In March 2015, as part of an effort to push the Houthis out of Sana’a and restore the Hadi government, a coalition of Gulf Arab nations launched a campaign of air strikes against the rebels.
And as is usually the case in war, it’s the civilian population that suffers. The United Nations estimates that of around 9,000 people that have died since the escalation of the conflict, at least half were civilians. The United States has called on all parties to the conflict to take every possible measure to avoid civilian casualties, and to investigate those incidents when they occur.
"You can see from the humanitarian situation, which is dire and deteriorating rapidly, that it is urgent that we try to bring this war to a close," said Secretary of State John Kerry recently at a press conference. He spoke in Riyadh, Saudi Arabia after a meeting of diplomats from the United States, the United Kingdom, Oman and Saudi Arabia and the United Arab Emirates, as well as the United Nations Special Envoy for Yemen.
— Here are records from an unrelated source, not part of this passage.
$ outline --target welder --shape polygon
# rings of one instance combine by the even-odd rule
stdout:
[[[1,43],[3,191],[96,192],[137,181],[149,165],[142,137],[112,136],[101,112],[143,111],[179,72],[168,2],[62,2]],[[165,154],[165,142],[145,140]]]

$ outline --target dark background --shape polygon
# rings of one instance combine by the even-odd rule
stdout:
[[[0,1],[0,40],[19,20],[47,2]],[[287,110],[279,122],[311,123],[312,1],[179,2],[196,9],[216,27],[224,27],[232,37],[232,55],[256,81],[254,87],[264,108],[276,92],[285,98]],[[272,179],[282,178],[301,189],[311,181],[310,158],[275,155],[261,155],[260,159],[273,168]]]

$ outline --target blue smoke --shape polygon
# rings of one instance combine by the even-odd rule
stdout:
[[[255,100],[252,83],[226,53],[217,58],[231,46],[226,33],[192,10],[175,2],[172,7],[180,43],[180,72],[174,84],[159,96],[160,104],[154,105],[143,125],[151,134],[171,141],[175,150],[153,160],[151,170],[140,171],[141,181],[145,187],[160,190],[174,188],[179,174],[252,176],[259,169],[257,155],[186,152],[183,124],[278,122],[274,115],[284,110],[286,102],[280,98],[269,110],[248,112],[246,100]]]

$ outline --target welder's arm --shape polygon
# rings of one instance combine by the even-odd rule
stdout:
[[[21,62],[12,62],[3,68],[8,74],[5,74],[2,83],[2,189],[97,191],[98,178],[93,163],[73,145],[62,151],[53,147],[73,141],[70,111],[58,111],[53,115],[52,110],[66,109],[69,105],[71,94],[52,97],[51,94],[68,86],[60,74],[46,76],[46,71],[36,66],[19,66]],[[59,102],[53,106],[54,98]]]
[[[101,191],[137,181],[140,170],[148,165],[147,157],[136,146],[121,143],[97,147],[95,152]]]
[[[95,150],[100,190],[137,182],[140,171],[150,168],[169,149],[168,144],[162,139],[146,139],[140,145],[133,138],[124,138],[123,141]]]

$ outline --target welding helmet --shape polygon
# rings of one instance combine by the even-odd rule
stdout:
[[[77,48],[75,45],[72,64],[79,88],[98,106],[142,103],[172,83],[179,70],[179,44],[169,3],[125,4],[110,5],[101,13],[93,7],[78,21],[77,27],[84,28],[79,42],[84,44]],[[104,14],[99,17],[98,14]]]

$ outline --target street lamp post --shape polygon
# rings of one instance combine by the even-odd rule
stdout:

“The purpose of our meetings was to talk about the challenge of bringing the war in Yemen to a close and how to move forward with a plan to stop the fighting and to negotiate a political settlement,” said Secretary of State Kerry. “We believe that only the UN-proposed plan, properly negotiated over time, is the way to bring this war to a close.”
The UN proposal outlines a comprehensive agreement whose details would be settled in negotiations. It includes a sequence of political and security steps to lower tensions and build confidence, temporary appointments to facilitate the period of government transition, and the formation of a national unity government. None of the measures would go into effect until all parties have signed a comprehensive agreement.
“It’s a framework for an outline that will bring the negotiations to a reality,” said Secretary of State Kerry. “We think that’s the only way to resolve this.